Fastbrick Robotics, the Perth-based maker of the one-armed bricklaying robot, is getting almost too many enquiries about its house-building machine.
Since announcing the development of its commercial model, Hadrian-X, the company has seen a significant level of demand.
“We now have inbound enquiries about our technology coming in on a daily basis and from all corners of the globe,” says CEO Mike Pivac in the company’s annual report.
“Fastbrick intends to accelerate its business development strategy in order to meet this level of interest and demand as it continues to build its prelaunch order book.

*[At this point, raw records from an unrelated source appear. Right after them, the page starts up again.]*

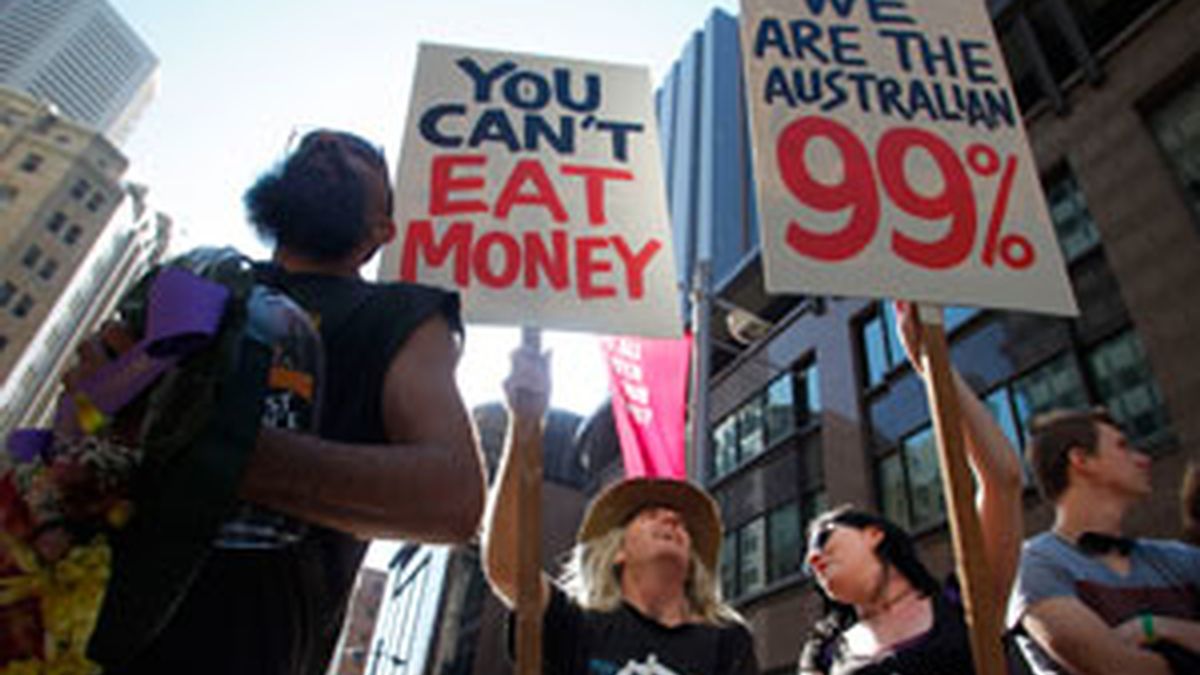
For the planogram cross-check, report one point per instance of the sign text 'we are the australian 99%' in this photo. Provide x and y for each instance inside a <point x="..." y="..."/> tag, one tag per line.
<point x="515" y="111"/>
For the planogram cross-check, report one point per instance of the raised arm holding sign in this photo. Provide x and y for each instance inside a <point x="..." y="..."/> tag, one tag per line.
<point x="887" y="599"/>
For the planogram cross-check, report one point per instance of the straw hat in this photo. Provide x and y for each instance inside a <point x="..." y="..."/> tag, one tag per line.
<point x="621" y="501"/>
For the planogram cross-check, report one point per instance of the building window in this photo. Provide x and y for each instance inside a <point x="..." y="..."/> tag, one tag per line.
<point x="1055" y="384"/>
<point x="22" y="309"/>
<point x="1068" y="210"/>
<point x="1126" y="386"/>
<point x="751" y="436"/>
<point x="751" y="556"/>
<point x="881" y="346"/>
<point x="725" y="446"/>
<point x="1177" y="127"/>
<point x="48" y="268"/>
<point x="79" y="190"/>
<point x="55" y="222"/>
<point x="924" y="478"/>
<point x="95" y="202"/>
<point x="955" y="316"/>
<point x="893" y="494"/>
<point x="1104" y="19"/>
<point x="31" y="162"/>
<point x="911" y="483"/>
<point x="31" y="256"/>
<point x="768" y="548"/>
<point x="785" y="548"/>
<point x="730" y="565"/>
<point x="789" y="404"/>
<point x="780" y="414"/>
<point x="1002" y="406"/>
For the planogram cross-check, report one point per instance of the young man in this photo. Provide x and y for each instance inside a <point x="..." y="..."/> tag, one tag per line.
<point x="395" y="454"/>
<point x="1089" y="599"/>
<point x="641" y="589"/>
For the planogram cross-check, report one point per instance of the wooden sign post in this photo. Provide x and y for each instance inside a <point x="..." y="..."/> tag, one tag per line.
<point x="529" y="541"/>
<point x="973" y="573"/>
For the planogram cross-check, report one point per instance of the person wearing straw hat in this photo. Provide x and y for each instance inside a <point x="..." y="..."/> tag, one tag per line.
<point x="639" y="593"/>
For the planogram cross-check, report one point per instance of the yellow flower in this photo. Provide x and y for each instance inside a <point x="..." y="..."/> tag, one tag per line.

“We are continuing to establish strategic relationships with potential global customers and early adopters of our technology with a view to eventually progressing pilot programmes in a number of countries.”
Fastbrick now has a memorandum of understanding with Saudi Arabia for the construction of a minimum of 50,000 new home units by 2022.
Earlier this year the US machinery giant Caterpillar invested $2 million in Fastbrick, with an option for a further $8 million.
The Hadrian X is expected to cost about $2 million when it goes into full production in 2019.
The machine requires minimal human interaction and works day and night, laying up to 1,000 bricks an hour — about the output of two human bricklayers for a day.
The prototype Hadrian 105 robot, the first of its kind, can be seen in action below:
“Heading into 2018, Fastbrick is well-positioned as we continue to invest in the company’s global partnering strategy, its customer discovery process and the Hadrian X programme and associated Intellectual Property,” says Pivac.
“Fastbrick remains committed to improving the safety, speed, accuracy, cost and waste management in the construction industry.
“The combination of the Caterpillar and Kingdom of Saudi Arabia MOUs demonstrates Fastbrick’s potential global scalability and the level of strong customer demand for our technology.
“During 2018, we will be focusing on the completion and demonstration of Hadrian X and on executing our commercialisation strategy.”